As many of you know, recently research, most notably and most diligently undertaken by Janet Clark of the Jane Austen Society, has shown that Worthing in Sussex is most probably Jane Austen’s inspiration for the setting of Sanditon, her last, alas incomplete, work.

Jane Austen stayed in Worthing during the late summer, autumn and possibly winter of 1805, along with her mother, sister, Cassandra and Martha Lloyd, plus her brother, Edward Austen Knight and his wife, Elizabeth, their daughter Fanny, and her governess Anne Sharp. The cottage where she stayed, Stanford Cottage is now a branch of a nation-wide, well- known pizza chain and recently the Worthing Civic Society has erected a plaque there to commemorate Jane Austen’s happy and productive stay in the town.

While she was there Jane Austen seems to have soaked up the atmosphere and the personalities of the locals who were striving to promote a new, bustling watering-place, with an eye to profits . If you go here you can read some more of Janet Clarke’s discoveries,which I find fascinating. I took a trip round Worthing a couple of years ago to see the Austen sites, and while it is no longer the  Regency resort of Jane Austen’s day, there are still a few places that she would have known and recognised.

How sad it is to hear, therefore, that one of these places is threatened, and public access to it may permanently cease.

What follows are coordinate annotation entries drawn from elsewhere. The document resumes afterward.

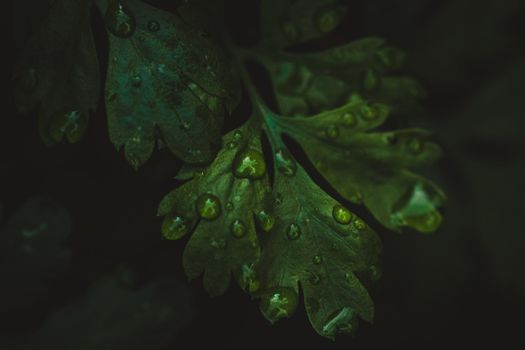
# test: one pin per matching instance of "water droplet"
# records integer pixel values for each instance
(218, 243)
(327, 19)
(418, 209)
(285, 163)
(341, 214)
(119, 20)
(174, 227)
(369, 113)
(249, 164)
(332, 132)
(238, 229)
(278, 304)
(249, 281)
(153, 26)
(348, 119)
(208, 206)
(415, 146)
(293, 232)
(266, 220)
(290, 31)
(314, 278)
(72, 124)
(343, 321)
(359, 224)
(237, 135)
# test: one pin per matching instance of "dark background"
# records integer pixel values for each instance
(463, 286)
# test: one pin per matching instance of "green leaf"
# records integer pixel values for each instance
(373, 168)
(57, 71)
(286, 22)
(166, 81)
(310, 83)
(320, 245)
(219, 205)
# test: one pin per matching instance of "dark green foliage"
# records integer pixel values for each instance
(172, 84)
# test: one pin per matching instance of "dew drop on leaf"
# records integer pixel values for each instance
(279, 304)
(332, 132)
(415, 146)
(174, 227)
(237, 135)
(417, 211)
(342, 321)
(348, 119)
(249, 164)
(266, 220)
(369, 113)
(119, 20)
(238, 229)
(285, 163)
(359, 224)
(293, 232)
(208, 206)
(341, 214)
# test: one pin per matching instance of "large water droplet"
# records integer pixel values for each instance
(332, 132)
(249, 164)
(266, 220)
(119, 20)
(279, 304)
(174, 227)
(285, 163)
(415, 146)
(359, 224)
(343, 321)
(72, 125)
(238, 229)
(341, 214)
(418, 210)
(208, 206)
(348, 119)
(293, 232)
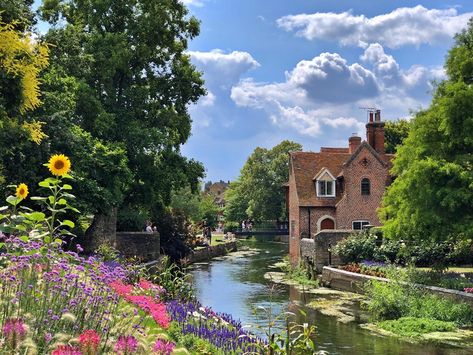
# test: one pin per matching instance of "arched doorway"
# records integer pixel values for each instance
(327, 223)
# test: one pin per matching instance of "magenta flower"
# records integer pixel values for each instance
(163, 347)
(89, 342)
(14, 331)
(66, 350)
(126, 344)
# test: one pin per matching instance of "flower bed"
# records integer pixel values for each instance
(220, 329)
(57, 302)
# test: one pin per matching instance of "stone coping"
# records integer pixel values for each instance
(153, 234)
(353, 276)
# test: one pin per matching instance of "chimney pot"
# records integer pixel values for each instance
(377, 116)
(353, 143)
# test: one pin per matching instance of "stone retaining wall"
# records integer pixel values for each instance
(205, 254)
(316, 253)
(354, 282)
(142, 245)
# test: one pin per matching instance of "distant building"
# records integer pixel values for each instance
(217, 191)
(337, 188)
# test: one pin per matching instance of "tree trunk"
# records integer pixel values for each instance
(103, 229)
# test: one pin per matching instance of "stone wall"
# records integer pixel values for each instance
(315, 252)
(142, 245)
(205, 254)
(353, 282)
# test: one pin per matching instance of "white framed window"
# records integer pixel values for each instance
(325, 188)
(325, 184)
(358, 225)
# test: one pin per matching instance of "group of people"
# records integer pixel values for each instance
(247, 225)
(150, 227)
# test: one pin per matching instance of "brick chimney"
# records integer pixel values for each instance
(375, 131)
(353, 143)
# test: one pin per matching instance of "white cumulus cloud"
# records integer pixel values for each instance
(327, 91)
(403, 26)
(223, 68)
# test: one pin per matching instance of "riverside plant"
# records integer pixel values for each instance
(219, 329)
(285, 335)
(53, 300)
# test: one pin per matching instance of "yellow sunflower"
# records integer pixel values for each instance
(22, 191)
(59, 164)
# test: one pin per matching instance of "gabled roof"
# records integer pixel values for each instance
(305, 165)
(322, 172)
(370, 148)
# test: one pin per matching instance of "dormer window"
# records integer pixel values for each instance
(325, 184)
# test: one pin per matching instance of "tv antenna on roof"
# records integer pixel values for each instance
(371, 112)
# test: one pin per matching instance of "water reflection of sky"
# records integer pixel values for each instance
(237, 286)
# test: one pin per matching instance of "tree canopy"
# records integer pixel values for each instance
(115, 100)
(258, 192)
(432, 195)
(395, 133)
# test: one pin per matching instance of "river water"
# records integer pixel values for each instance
(236, 285)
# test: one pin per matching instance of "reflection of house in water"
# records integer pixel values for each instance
(217, 191)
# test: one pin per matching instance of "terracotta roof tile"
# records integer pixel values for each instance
(306, 165)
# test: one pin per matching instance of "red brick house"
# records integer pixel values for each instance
(337, 188)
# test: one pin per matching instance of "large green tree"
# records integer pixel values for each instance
(432, 195)
(258, 192)
(395, 133)
(128, 86)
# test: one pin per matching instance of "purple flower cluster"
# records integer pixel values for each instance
(54, 286)
(14, 331)
(126, 344)
(371, 263)
(220, 329)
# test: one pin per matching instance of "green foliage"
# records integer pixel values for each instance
(208, 210)
(413, 327)
(29, 224)
(187, 202)
(174, 280)
(432, 195)
(443, 279)
(356, 247)
(192, 343)
(258, 192)
(107, 252)
(395, 132)
(400, 298)
(176, 233)
(387, 300)
(300, 274)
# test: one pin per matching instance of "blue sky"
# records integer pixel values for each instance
(301, 69)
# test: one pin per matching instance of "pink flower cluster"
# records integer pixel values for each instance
(66, 350)
(163, 347)
(14, 331)
(89, 342)
(126, 344)
(147, 303)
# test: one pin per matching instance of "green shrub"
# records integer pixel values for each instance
(399, 298)
(413, 327)
(357, 247)
(107, 252)
(387, 300)
(231, 226)
(424, 305)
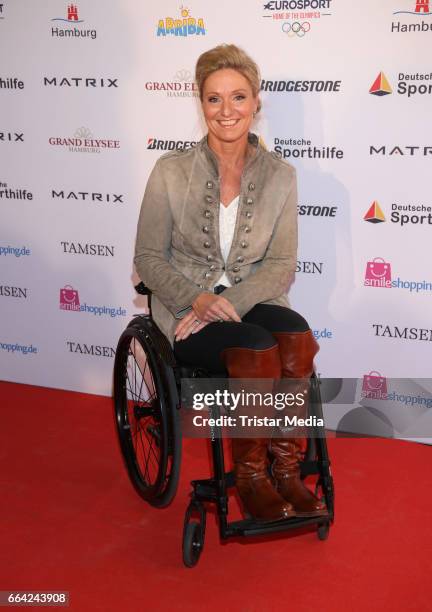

Above is the space under discussion. It is, to use the old Sussex dialect term for it, a Twitten, that is, a small passageway between two walls, examples of which can still be found in some English towns. It is owned by Stagecoach, the nation-wide coaching company, and, as you can see, above,  one end of the Twitten is accessed through their property, the local Stagecoach bus station. The other end of the Twitten leads to Library Place, where the circulating library that Jane Austen used in Worthing was situated.  It is highly probable that she used this Twitten to visit it, as Stanford Cottage can be accessed via this Twitten and the station, and it is , in  fact, a short cut.

This has been the subject of much dispute, and a planning meeting is to be held at the end of  March to discuss it.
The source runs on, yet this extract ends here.